Het WK in Duitsland naderde. Ik had verschillende tentoonstellingen,
allemaal voetbalgerelateerd natuurlijk. In Nuernberg en Berlijn,
Duitsland begon voetbalmaf te worden. Ik woonde een maand in Berlijn,
in Prenzlauerberg, een rustige wijk zonder stress, sowieso vind ik
Berlijn erg ontspannen. Er is veel ruimte en iedereen is vriendelijk.
Het leek wel of iedereen permanent vakantie had. Ik spreek een aardig
woordje Duits, dat kwam wel goed.
Af en toe kocht ik de Volkskrant op Bahnhof Friedrichstrasse om
op de hoogte te blijven van de oefenwedstrijden van het Nederlands
elftal, de uitspraken van Van Basten en hoe hij wilde gaan spelen.
Van Persie vanaf rechts, las ik, dat klonk beter dan Kuijt.
De Berlijners verbaasden zich over het spel van die Mannschaft,
zo speels en enthousiast aanvallend hadden ze het team nog nooit
gezien. Klinsmann had in de aanloop naar het WK zware kritiek gehad,
hij was zowat afgezaagd, maar hij had een Duitsland gekweekt dat
wilde aanvallen, vol zelfvertrouwen speelde en overtuigend won. Ik
bekeek alle wedstrijd in Sommergartens op grote schermen. De sfeer
was er, het goede voetbal niet echt, en Nederland was gewoon flets.

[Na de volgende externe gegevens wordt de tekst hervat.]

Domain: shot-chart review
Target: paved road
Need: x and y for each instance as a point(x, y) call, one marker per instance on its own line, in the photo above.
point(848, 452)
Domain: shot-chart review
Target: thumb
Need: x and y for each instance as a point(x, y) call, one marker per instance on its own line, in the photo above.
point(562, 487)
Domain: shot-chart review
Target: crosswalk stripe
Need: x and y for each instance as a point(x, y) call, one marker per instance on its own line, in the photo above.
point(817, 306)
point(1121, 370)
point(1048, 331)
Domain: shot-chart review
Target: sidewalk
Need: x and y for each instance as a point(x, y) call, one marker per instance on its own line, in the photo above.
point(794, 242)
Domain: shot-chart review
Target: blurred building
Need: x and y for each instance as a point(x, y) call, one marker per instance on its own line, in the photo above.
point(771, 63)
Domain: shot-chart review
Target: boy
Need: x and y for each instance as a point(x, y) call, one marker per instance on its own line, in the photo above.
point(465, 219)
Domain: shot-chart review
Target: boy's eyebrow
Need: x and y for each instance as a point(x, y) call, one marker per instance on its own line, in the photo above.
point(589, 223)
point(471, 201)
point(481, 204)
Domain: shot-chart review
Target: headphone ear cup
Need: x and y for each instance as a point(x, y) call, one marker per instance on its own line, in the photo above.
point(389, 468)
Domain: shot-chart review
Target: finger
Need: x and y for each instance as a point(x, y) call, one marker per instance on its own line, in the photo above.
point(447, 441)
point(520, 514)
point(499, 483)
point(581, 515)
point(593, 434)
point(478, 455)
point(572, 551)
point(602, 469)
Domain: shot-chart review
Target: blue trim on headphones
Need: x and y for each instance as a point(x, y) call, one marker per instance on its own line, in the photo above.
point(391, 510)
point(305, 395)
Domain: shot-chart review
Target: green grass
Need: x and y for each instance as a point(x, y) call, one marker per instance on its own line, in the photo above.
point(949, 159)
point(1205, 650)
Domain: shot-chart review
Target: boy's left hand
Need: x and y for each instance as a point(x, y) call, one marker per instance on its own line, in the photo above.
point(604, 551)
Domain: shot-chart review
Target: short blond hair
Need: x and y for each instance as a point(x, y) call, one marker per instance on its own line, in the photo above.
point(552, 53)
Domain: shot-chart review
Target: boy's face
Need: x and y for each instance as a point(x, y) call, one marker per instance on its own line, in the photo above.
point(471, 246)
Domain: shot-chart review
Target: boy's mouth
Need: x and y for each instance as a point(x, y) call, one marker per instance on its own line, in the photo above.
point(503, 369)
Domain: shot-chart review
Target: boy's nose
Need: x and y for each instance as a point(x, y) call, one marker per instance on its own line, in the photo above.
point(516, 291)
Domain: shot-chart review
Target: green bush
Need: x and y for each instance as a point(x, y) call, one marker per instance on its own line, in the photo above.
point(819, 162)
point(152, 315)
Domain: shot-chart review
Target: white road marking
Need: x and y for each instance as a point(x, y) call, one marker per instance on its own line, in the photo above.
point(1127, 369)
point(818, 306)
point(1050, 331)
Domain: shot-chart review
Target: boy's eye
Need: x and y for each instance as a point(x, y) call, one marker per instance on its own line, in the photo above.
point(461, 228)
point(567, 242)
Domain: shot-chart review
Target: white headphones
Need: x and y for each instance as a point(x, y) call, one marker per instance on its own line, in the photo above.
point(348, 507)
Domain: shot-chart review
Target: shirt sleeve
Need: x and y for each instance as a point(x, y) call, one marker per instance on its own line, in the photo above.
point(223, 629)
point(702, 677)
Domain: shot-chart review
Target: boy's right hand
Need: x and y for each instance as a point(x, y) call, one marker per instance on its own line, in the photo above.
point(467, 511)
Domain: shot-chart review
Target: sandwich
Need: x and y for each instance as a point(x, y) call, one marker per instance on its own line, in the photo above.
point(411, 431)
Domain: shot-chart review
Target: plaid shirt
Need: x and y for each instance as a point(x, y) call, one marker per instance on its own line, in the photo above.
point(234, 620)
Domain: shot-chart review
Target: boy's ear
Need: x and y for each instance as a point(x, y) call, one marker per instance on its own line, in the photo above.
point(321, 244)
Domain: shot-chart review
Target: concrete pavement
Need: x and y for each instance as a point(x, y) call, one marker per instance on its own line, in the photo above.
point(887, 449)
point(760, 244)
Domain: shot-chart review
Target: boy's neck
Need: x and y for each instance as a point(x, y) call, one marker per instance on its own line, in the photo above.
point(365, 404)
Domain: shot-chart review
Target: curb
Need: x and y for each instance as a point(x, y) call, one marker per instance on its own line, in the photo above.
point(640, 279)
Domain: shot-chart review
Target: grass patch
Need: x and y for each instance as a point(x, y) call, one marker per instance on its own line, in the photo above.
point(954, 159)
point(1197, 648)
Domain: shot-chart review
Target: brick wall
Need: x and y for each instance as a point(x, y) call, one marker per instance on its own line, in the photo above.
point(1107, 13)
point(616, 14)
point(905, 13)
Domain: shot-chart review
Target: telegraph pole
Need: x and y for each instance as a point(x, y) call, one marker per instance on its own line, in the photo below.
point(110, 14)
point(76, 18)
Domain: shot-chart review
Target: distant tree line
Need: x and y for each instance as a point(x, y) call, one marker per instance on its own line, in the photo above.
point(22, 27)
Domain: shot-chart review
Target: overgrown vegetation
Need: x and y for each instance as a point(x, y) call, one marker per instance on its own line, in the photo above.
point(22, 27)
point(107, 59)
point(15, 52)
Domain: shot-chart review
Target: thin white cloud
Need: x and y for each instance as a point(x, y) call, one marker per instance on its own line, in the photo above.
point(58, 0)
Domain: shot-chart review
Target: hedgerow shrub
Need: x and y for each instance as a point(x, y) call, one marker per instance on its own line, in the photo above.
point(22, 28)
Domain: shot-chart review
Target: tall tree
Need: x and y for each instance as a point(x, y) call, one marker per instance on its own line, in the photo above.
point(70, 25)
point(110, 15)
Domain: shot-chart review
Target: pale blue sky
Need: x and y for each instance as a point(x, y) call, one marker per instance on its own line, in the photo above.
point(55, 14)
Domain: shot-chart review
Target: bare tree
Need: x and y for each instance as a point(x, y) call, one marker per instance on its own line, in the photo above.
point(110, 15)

Nederland-Ivoorkust keek ik met m'n vader, hij kwam me samen met m'n
moeder bezoeken, we zaten tussen de Duitsers en vormden een
patriottisch Hollands eilandje van hoop. Van Persie scoorde mooi uit
een vrije trap, mijn vader riep heel hard: 'Ja!' Ik was inwendig
blij. We waren de enigen, iedereen was op de hand van de Ivorianen
die inderdaad leuk speelden. In Mitte en Prenzlauerberg woont voor
het merendeel links alternatieve volk, mensen die bijna geforceerd
niet racistisch zijn, ze eten nog liever hun hippie-achtige pet op
dan ze voor een blanke te juichen. De Indie-look is hier erg in,
nonchalant en casual, zo ben je, locker.
Na de wedstrijd liepen mijn vader en ik terug naar
Prenzlauerberg, tijdens de tweede helft was een stortbui
losgebarsten, de straten dampten na. We waren het erover eens dat
Nederland op een fase in de eerste helft na niet goed had gespeeld.
De hele kwalificatie was eigenlijk ook niet geweldig gevoetbald,
ikzelf had regelmatig het gevoel gehad naar de slechtste interland
allertijden te kijken en juist als ik dan de tv uit wilde zetten
scoorde Van Nistelrooij of zo. Mijn moeder vroeg wat ze gedaan
hadden. 'Gewonnen,' zeiden wij, 'maar het was niet best.'
We wandelden nog wat door Prenzlauerberg waar iedereen op
terrasjes een biertje zat te drinken. Ik groef in mijn herinnering
naar de laatste echt goeie wedstrijd van het Nederlands elftal. Ik
kwam uit bij Nederland-Tsjechie op het EK in Portugal met de beroemde
wissel van Robben, daar speelden we goed maar we verloren.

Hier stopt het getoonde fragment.